Here’s What Happens When You Spend Your Night at a Blood Rave
Yes, it’s exactly how it sounds.
“Are you actually going to wear those?”
That’s what my friend Gab asked me as we hopped into our cab to Terminal 5 last weekend. She’s talking about the the $130 prosthetic fangs I’m wearing thanks to vampire impresario Father Sebastiaan, and despite the lisp that escapes my lips with every other word, I feel like a serious BAMF. Once the cab sped over the 59th Street Bridge, my heart begins to race. I’m not the biggest fan of crowds (even though I survived TomorrowWorld, which means I could survivepretty much anything), and hearing rumors of the venue’s maximum capacity number didn’t soothe me.
Still, it’s not every day that you get the chance to spend your Friday evening at a ‘blood rave.’ When our cab arrived, I chased my nerves with a little tequila and walked inside.
A blood rave is exactly what it sounds like. In collaboration with the weekend’s New York Comic Con, event, production company BBQ Films set out to re-create the iconic bloodbath from the opening scene to 1998’s vicious vampire film, Blade. Everyone’s favorite porn star Traci Lords leads a extremely trusting dude into the depths of a meat-packing plants and into a seething mass of revelers gyrating to the sound of late-90s techno. It’s an intense scene: the music is thumping, sweaty bodies writing together, and it takes a minute to adjust to the sudden barrage of noise. Just when you start to regain your focus, blood begins to pour by the gallon from the ceiling. Every patron, but the lone lad, is a bloodsucker. He doesn’t last long.
The night’s blood rave doesn’t end in ritual sacrifice, obviously, but it’s close. Alongside hundreds of patrons dressed in full vampire garb (many with prosthetic fangs like those I picked up from Father Sebastiaan), some simply showed up to nerd out to the music, a cacophony of tried-and-true electronica not unlike Blade‘s late-90s soundtrack. Sets from The Crystal Method, mixed with live-action reenactments and clips from the film made the night what it was (the extremely overpriced Bud Lights did not.)
That, and the blood.
The blood, a flowing torrent of acrylic red tempra paint, didn’t come until the evening’s close. With around 15 minutes left to spare, event staff surrounded the enclosed dance area and, in concert with the thumping beat, doused every fanged fanatic in crimson rain, leaving no one spared. My friend, wincing at the red splotches, covered her beer (it is paint after all) and shifted into cover, but that wasn’t the case for me. I opened my mouth (regrettably) and embraced the rave to its core. I’m sure I looked like a maniacal buffoon in desperate need of a napkin, but who cares. In the moment, I was a vampire. An extremely drunk vampire.

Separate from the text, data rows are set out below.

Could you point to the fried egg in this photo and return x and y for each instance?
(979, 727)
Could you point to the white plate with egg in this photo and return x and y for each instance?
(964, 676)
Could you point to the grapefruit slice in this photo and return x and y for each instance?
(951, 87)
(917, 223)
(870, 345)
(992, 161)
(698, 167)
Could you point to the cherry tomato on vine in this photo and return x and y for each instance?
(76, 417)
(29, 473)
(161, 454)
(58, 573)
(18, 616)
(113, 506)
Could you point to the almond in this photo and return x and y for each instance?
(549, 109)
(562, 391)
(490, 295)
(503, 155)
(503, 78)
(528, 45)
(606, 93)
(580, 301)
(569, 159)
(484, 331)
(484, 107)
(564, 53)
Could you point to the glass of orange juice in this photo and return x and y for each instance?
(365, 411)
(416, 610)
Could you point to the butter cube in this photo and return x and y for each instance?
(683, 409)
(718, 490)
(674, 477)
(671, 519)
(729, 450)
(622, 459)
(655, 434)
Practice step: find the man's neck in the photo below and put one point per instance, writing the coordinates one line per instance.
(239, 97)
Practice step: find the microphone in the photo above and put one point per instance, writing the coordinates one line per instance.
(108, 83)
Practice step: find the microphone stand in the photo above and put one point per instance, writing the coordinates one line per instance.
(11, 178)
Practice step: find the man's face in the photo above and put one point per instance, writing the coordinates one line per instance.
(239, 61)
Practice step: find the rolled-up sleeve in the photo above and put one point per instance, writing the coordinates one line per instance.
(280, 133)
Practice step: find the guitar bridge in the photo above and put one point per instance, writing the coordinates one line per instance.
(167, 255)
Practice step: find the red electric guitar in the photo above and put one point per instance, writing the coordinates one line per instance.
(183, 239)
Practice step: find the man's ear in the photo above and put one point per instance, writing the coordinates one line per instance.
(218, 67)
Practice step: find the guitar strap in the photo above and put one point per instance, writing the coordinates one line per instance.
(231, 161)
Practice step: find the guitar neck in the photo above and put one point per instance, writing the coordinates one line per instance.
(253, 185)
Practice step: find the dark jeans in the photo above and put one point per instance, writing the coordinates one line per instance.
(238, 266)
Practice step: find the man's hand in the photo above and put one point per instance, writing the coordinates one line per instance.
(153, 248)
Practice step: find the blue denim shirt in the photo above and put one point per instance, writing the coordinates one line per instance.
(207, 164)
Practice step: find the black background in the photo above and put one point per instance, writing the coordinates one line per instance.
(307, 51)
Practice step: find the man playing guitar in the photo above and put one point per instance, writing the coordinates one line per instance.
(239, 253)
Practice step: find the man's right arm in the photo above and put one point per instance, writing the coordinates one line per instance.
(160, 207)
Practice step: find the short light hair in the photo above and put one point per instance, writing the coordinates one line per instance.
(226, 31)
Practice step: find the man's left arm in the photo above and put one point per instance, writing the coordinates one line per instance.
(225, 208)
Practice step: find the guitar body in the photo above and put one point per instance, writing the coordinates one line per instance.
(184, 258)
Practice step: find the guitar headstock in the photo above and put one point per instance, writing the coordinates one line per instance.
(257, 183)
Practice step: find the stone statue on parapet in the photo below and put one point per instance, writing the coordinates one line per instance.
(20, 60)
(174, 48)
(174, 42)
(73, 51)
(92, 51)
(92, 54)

I’m a fan of the Blade films, sure, but I didn’t come to socialize with the sweaty regulars at underground clubs. I came to see red. Blood-paint started to rain down in sync with the music, bouncing off people’s bodies as they leapt up and down and turning into a light mist soak into their skin and their clothes. I shifted back and forth, hoping to cover myself as much as I can; my clothes, face, and hair becoming immersed in this blood-like substance.
When the flood abated, I pushed my through the crowd of hundreds in search of my friend. “Definitely not for me,” she squirmed. Not that it really mattered though — despite the mess, the anticipation of the blood mist only yielded a dance party that people only dream about. BBQ Films set out on a mission and achieved it — the “blood” rave, despite its relative absurdity, felt like a scene ripped from the movies.
With my bloodlust quenched, my fangs finally feeling at home in my mouth, I cleaned up and continued on to see what else was in store. The night was still young, and I was hungry.